Teacher quality is clearly tied to opportunity to learn in four categories: the quality of resources, school conditions, curriculum, and the teaching that students experience. Yet the data about each of these opportunity-to-learn categories reveal alarming trends. According to the Schott Foundation, which researches and advocates for racial justice in the public school system, Native American, Black and Latino students have just over half the opportunity to learn, compared to white non-Latino students in the nation’s best supported and best performing schools. Additionally, the Schott study found that low-income students of any race or ethnicity have just over half of the opportunity to learn, compared to the average white, non-Latino student. Therefore, the availability and placement of fully credentialed, profession-ready, caring and effective teachers for students of color and poor students is especially acute.

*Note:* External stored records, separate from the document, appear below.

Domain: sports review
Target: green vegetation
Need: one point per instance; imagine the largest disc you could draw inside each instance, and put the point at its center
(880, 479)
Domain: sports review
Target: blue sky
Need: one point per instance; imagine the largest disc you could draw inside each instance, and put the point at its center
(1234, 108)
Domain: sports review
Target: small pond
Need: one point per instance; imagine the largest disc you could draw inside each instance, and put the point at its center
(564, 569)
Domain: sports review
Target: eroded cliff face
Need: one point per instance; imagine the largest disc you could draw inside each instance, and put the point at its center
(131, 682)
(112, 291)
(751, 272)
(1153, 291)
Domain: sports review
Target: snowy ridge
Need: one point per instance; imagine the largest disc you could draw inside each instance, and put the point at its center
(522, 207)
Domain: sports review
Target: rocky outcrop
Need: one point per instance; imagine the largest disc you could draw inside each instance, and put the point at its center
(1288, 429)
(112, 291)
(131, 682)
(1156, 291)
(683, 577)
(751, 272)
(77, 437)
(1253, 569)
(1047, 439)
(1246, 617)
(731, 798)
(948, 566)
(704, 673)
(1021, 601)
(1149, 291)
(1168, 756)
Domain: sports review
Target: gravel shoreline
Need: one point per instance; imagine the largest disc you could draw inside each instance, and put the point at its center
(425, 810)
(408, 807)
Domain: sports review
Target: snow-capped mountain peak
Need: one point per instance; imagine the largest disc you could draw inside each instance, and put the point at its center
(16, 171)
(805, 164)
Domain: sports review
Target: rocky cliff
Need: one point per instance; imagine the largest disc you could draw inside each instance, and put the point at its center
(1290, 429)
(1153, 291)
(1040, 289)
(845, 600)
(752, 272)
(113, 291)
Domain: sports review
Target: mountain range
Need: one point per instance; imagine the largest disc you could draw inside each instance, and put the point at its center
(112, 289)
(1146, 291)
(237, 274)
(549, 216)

As citizens and leaders, we can certainly tinker around the edges of the current order and attempt to return to a pre-Covid sense of normalcy, but this will not serve the nation well. One reason is that students of color are now the majority of our public school population, which means the majority of today’s public school students have probably not benefited from the prevailing order. In sustained and systematic ways, the new majority of public school students have had their education and life chances stymied by a social contract that consistently ensures lack of access to the best educational resources: namely, teachers.